Una giovane ragazza mi colpì dritta in faccia con un pugno – con l’altra mano – incise la mia guancia.
“Ora non sei più così bella” – disse – imprecando contro tutto ciò che io ero e lei detestava.
Eppure io sono sempre stata gentile e cordiale con tutti – persino verso questi ragazzi che vivevano randagi nella periferia della città e vivevano di furti e di scarti di immondizia.
Una volta diedi un passaggio ad uno di loro; un’altra allungai loro qualche dollaro.
Perché questi ragazzi ci odiavano così tanto?
Mi urinai addosso – quasi semi incosciente – per il dolore lancinante che provavo.
Sapevo soltanto che dovevo resistere – per lui – il mio bambino.
Debbo pensare a Paul Richard, Paul Richard, Paul Richard: lo avremmo chiamato così.
Fossi anche diventata storpia o mostruosa – avrei sopportato tutto per farlo nascere.
Abigail fu la terzultima.
Lei che si era sempre vantata della sua pigrizia – lei che era vissuta come una principessa (ereditiera di Folger – il re del caffè) stanca – riuscì a fare uno scatto fulmineo ed a liberarsi della corda che ci legava.
Una delle tre ragazze la raggiunse e la freddò con tre colpi di pistola alla testa – esplosi in rapida sequenza.
Ora eccomi qui da sola – come in quell’incubo di anni fa.
Però stavolta è tutto dannatamente reale.
Realizzo il momento in cui parlai al giornalista della mia premonizione: io la mia morte l’avevo già vista mesi fa.
Capisco che – dalla notte dell’incubo – la clessidra della vita aveva cominciato a far scorrere la sua sabbia ed io non avrei potuto farci nulla.
Forse se avessi veramente colto quel segno – non avrei cercato così ardentemente il mio bambino; ma chi siamo noi – così fragili e terreni – per arrivare a credere a queste cose?
Ricordo che ho pianto tutte le mie lacrime – quelle rimaste – mischiate a rivoli di sangue per implorare di “aspettare” ancora qualche settimana.
Ne chiesi due – con un filo di voce – per far nascere mio figlio.
Un atto di pietà inascoltato.
Fu allora che ricevetti la mia prima pugnalata – al costato.
Mentre il sangue sgorgava copioso – una mano avida ne raccolse un po’ con uno straccio e scrisse “Pigs” sulla porta d’ingresso.
Di coltellate io ne presi sedici – la mia morte fu accompagnata da una lunga agonia.
Mi trovai rannicchiata – in posizione fetale con un bambino che ancora viveva dentro di me – mentre io stavo lentamente abbandonando quel corpo.
Incoscienza.
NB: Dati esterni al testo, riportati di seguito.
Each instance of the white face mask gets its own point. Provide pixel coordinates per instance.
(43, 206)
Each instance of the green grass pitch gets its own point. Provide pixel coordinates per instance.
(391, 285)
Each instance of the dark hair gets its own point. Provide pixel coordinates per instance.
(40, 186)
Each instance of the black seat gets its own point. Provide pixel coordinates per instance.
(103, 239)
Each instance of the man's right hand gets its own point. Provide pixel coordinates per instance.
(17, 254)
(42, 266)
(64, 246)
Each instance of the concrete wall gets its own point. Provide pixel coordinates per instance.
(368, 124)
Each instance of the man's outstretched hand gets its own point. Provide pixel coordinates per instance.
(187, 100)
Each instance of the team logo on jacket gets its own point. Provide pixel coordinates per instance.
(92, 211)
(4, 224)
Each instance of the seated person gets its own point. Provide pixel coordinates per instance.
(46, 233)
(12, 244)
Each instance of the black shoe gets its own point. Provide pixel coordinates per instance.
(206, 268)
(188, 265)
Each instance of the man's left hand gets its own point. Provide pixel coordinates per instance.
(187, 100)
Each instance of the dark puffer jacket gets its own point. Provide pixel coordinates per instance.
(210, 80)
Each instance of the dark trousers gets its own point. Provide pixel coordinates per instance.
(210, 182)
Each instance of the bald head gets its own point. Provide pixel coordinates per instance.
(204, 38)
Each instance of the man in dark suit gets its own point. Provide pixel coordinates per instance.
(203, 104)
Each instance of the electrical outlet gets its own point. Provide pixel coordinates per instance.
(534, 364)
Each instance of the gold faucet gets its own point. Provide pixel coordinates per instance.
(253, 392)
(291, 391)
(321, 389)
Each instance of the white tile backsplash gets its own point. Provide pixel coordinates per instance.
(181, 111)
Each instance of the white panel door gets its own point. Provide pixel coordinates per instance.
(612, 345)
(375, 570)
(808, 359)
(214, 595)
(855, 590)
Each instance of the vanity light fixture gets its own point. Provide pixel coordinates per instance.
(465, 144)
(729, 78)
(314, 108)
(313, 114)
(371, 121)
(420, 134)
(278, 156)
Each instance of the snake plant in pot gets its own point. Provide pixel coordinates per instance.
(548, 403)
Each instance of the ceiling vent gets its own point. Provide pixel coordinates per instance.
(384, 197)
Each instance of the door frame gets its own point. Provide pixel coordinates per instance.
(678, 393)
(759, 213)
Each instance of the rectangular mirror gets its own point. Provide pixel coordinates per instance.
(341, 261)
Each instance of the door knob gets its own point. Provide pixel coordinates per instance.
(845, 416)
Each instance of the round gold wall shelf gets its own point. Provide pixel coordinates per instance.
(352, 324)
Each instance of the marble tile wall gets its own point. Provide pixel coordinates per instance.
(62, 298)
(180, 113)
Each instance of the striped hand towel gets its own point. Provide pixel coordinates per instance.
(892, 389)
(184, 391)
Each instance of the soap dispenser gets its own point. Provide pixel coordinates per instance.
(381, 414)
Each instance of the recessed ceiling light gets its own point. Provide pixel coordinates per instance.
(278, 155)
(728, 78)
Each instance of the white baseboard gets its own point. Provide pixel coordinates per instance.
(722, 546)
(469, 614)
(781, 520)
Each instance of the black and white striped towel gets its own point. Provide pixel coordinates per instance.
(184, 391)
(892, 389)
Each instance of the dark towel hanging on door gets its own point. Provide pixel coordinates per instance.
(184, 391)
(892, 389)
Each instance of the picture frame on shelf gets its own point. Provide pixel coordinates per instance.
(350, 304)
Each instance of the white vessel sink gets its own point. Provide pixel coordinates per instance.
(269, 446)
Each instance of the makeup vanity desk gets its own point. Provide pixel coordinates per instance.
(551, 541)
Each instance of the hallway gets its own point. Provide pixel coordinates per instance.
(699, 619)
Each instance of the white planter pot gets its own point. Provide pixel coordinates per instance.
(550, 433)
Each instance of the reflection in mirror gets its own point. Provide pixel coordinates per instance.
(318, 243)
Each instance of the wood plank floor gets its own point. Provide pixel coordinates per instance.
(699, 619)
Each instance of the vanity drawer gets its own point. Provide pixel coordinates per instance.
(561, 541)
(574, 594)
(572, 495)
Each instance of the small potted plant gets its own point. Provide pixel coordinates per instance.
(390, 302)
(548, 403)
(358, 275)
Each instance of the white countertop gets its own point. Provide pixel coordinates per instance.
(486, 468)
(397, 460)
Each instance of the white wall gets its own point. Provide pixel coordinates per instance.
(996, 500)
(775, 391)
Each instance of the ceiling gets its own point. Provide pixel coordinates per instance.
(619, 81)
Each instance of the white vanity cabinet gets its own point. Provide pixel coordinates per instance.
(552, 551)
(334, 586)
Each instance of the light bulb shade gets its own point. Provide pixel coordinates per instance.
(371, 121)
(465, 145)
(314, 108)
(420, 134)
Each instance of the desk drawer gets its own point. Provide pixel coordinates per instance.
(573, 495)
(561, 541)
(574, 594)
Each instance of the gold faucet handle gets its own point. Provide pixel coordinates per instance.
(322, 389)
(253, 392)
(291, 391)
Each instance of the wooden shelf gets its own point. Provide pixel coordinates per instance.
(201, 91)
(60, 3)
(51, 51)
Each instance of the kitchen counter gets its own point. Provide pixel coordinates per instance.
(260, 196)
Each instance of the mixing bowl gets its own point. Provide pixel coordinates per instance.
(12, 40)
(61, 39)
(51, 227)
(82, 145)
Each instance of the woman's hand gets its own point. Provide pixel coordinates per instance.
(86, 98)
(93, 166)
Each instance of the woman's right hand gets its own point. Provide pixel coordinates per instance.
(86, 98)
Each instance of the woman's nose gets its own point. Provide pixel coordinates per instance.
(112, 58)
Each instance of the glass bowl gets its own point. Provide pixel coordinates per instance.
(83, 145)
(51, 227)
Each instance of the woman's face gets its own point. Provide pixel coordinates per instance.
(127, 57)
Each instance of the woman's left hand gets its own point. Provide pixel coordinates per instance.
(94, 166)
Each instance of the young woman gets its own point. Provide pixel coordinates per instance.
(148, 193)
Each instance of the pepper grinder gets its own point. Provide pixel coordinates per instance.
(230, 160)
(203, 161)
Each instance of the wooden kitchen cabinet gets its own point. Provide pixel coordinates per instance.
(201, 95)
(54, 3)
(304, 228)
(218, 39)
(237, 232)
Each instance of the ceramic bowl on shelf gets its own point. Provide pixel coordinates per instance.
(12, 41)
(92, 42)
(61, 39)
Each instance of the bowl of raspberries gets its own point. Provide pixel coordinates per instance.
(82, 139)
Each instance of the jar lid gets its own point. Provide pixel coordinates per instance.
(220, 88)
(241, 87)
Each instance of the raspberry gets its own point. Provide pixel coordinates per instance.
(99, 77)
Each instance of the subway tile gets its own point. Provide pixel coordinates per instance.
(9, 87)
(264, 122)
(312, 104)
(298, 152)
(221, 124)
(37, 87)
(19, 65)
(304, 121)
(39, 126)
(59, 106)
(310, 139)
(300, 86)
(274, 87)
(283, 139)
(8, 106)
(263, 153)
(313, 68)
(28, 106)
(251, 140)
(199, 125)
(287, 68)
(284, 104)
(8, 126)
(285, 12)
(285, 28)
Buio. Ombre. Luce.
Le figure svanirono, le loro urla cessarono.
Ritrovai me stessa – come ero prima di quell’orrore.
In piedi ed illesa – assieme ai miei tre amici.
Il mio bambino bellissimo era dolcemente adagiato nella sua culla.
Un senso di pace profonda ed armonia attorno.
Io mi chiamo Sharon Tate e questa è stata la mia storia.